"Commission-only" planners could be next group out of pay compliance

About 900 CFP holders could run into trouble if their firms earn fees in mirror image of fee-only scrape

Sep 25, 2013 @ 3:42 pm

By Dan Jamieson

CFP holders who describe themselves as “commission-only” could face their own issue with misrepresenting how they're paid under CFP Board rules — a mirror image of the tiff the board has caused among fee-only planners.

About 900 CFP holders are listed as commission-only on the Certified Financial Planner Board of Standards Inc. database. A review by InvestmentNews showed that these commission-based registered representatives work at the wirehouses, several regionals and a number of independent-contractor broker-dealers.

While the listed reps may limit themselves to commission business, their firms don't. All the major firms run investment advisory businesses and earn fees, as do many insurance companies and smaller broker-dealers.

But under CFP Board guidelines, it appears that self-described commission-only CFP holders who are affiliated with firms or related parties that earn fees should describe themselves as receiving both commissions and fees.

Likewise, the board has been clear that CFPs cannot call themselves fee-only if they're affiliated with a firm that earns commissions, even if the planner does not receive any commission income.

The commission-only description creates a disclosure problem similar to the fee-only description, said Brian Hamburger, founder of MarketCounsel LLC, a compliance consultant.

“This is the other side of that” fee-only issue, Mr. Hamburger said.

Dan Drummond, spokesman for the CFP Board, declined to comment specifically about commission-only CFPs, noting that the board has reached out to all of the nearly 69,000 CFP holders to inform them of their disclosure obligations.

Mr. Drummond added that the board's own analysis shows that “only a small percentage” of CFP holders may be incorrectly identifying their compensation method.

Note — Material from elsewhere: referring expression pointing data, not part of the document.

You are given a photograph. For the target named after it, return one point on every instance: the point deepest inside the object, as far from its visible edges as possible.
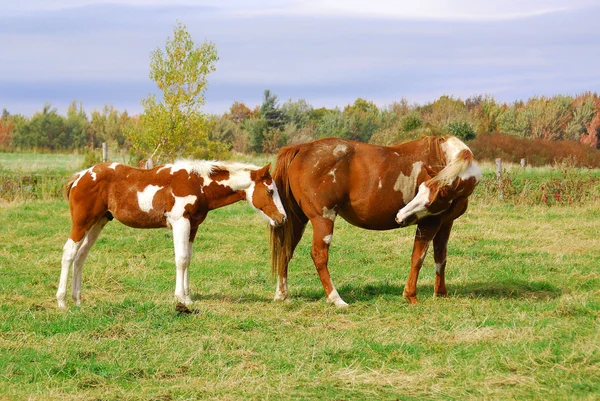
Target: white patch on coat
(340, 150)
(239, 173)
(329, 213)
(417, 206)
(472, 171)
(332, 173)
(82, 173)
(249, 197)
(146, 197)
(438, 268)
(452, 147)
(407, 184)
(276, 198)
(179, 207)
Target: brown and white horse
(424, 182)
(178, 196)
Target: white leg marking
(335, 298)
(181, 242)
(146, 197)
(69, 252)
(340, 150)
(332, 173)
(86, 244)
(281, 292)
(186, 282)
(416, 206)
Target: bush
(462, 130)
(537, 152)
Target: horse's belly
(371, 220)
(140, 219)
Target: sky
(327, 52)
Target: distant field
(41, 162)
(521, 321)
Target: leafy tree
(270, 111)
(6, 128)
(175, 125)
(40, 131)
(238, 112)
(297, 113)
(256, 127)
(363, 120)
(74, 134)
(333, 123)
(462, 130)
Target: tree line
(271, 125)
(174, 125)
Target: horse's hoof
(337, 301)
(279, 297)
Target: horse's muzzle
(407, 221)
(278, 220)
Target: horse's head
(263, 196)
(435, 195)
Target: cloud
(328, 53)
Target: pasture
(522, 319)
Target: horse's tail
(282, 236)
(69, 185)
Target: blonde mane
(459, 159)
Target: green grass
(521, 322)
(41, 162)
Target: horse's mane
(458, 159)
(207, 167)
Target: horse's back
(365, 184)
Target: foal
(177, 196)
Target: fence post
(104, 152)
(499, 178)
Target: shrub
(537, 152)
(462, 130)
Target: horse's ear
(432, 173)
(263, 172)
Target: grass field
(522, 320)
(40, 162)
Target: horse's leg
(79, 229)
(88, 241)
(181, 242)
(186, 283)
(69, 253)
(440, 249)
(298, 226)
(425, 233)
(322, 233)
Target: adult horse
(424, 182)
(178, 196)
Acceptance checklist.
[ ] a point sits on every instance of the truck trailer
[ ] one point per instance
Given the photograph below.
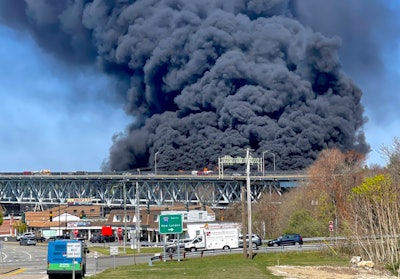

But if commission-based planners have to describe themselves as fee-and-commission, “they'd be misrepresenting themselves to the public [because] they're really commission-only,” said one CFP holder, who asked not to be identified.

The CFP Board “really needs to be focusing on what the consumer is paying,” said Rick Kahler, founder of the Kahler Financial Group Inc., a fee-based RIA.

Mr. Kahler said the CFP Board recently told him to describe his compensation as fee-and-commission because he is a shareholder in a separate family-owned real estate business that earns commissions.

“I haven't sold real estate for 10 years,” he said. “If I have to tell the world I am fee-and-commission, that is more dishonest than saying fee-only.”

Mr. Kahler said he would continue to call himself a fee-only planner and drop his CFP designation if necessary.

“Branding myself as fee-only is more important than having a CFP,” he said.

Mr. Hamburger, however, doesn't see a problem with the CFP Board's policy on compensation, at least with the larger firms.

Clients using a fee-based wirehouse adviser, for example, contract with the wirehouse, not the adviser, Mr. Hamburger said, and the firm earns commissions and other revenue from the client, which should be disclosed as both fee and commission.